Of course, one can try to fight back, but Cruz shows what will happen to them by considering the examples of conservative writer and podcaster Dinesh D’Souza, Dick Cheney’s Chief of Staff Scooter Libby, and Sen. Bob Menendez. Each of them was hassled and persecuted by the courts and media for their unwillingness to conform to the party line. This kind of treatment even extends to whole states like Texas and Georgia, which passed voter-ID laws and were consequently accused of sponsoring Jim Crow 2.0 by Joe Biden and his party.

Trust the System?

As the good lawyer he is, Cruz makes an effective, well-documented case that the federal justice system is thoroughly politicized, dysfunctional, and in desperate need of reform. However, he thinks this can be remedied by voting in new politicians. By the end of his argument, he expresses confidence in a red wave in the midterm elections — “I believe that the 2022 elections will be historic and that Republicans will win substantial majorities in both the House and the Senate” — though this did not come to pass, and ultimately means little when his own party is so deeply divided.

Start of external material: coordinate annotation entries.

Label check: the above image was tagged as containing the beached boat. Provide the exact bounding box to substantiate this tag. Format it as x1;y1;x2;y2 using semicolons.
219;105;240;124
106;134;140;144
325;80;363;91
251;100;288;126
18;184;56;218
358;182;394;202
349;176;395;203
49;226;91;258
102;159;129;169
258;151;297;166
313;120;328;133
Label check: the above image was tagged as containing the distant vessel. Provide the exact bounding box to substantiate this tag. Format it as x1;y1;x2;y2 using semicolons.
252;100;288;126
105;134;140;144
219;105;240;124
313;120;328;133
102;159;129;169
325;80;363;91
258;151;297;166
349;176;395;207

This gets to the main weakness of “Justice Corrupted” along with other books by silver-tongued senators such as Marco Rubio, Josh Hawley, and Ben Sasse: They thoroughly disparage the system yet trust in the processes of that same system to reform it. Perhaps this is the natural result of writers who are deeply ensconced in an institution yet attempt to give an outsider’s diagnosis. The harsh reality is that most of these agencies either need to be completely restructured or eliminated outright. A mere majority in Congress won’t cut it.

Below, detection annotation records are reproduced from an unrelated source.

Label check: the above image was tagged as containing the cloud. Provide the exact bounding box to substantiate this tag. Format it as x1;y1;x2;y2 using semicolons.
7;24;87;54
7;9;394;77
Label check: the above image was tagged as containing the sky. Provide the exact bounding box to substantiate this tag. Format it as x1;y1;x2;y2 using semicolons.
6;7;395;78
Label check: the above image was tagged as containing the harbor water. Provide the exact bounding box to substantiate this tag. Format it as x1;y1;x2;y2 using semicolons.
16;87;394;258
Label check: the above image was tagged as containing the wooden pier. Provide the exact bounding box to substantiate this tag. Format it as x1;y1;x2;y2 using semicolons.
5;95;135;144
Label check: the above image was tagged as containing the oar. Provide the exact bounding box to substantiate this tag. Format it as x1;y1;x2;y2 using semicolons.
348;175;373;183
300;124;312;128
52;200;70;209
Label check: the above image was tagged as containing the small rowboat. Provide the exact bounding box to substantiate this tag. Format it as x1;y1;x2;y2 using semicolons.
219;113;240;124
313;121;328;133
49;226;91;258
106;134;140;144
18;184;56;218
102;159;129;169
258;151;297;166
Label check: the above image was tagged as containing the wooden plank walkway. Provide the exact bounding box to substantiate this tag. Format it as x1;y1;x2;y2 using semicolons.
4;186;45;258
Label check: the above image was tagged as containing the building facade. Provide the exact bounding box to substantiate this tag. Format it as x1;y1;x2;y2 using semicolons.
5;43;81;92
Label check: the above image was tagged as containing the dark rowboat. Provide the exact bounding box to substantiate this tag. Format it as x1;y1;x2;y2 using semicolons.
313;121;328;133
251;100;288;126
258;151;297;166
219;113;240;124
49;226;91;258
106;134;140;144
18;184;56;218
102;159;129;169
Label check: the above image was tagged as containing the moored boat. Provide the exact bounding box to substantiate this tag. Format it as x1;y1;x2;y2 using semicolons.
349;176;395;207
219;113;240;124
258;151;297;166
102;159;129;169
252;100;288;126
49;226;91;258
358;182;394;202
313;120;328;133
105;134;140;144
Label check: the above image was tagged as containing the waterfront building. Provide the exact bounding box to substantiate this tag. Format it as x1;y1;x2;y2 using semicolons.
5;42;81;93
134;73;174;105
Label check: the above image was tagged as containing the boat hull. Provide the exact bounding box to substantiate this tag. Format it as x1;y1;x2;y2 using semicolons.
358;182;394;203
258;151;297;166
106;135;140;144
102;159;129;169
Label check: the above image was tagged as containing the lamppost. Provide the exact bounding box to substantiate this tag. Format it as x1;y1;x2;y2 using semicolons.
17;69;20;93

Nevertheless, Cruz generally succeeds in outlining the problem and explaining the need for drastic action. Even if it’s unlikely that any meaningful change will come from today’s current legislators who are beholden to so many interests, they can at least provide guidance for bolder, less burdened conservatives outside the Beltway on what to do.

Ted Cruz does his part by writing a book that is informative, clear, and engaging. Now it’s up to his readers to put the words into action by uniting in the effort to do a deep clean of courts and executive agencies and thereby restore justice for all of Americans while it’s still legal to do so.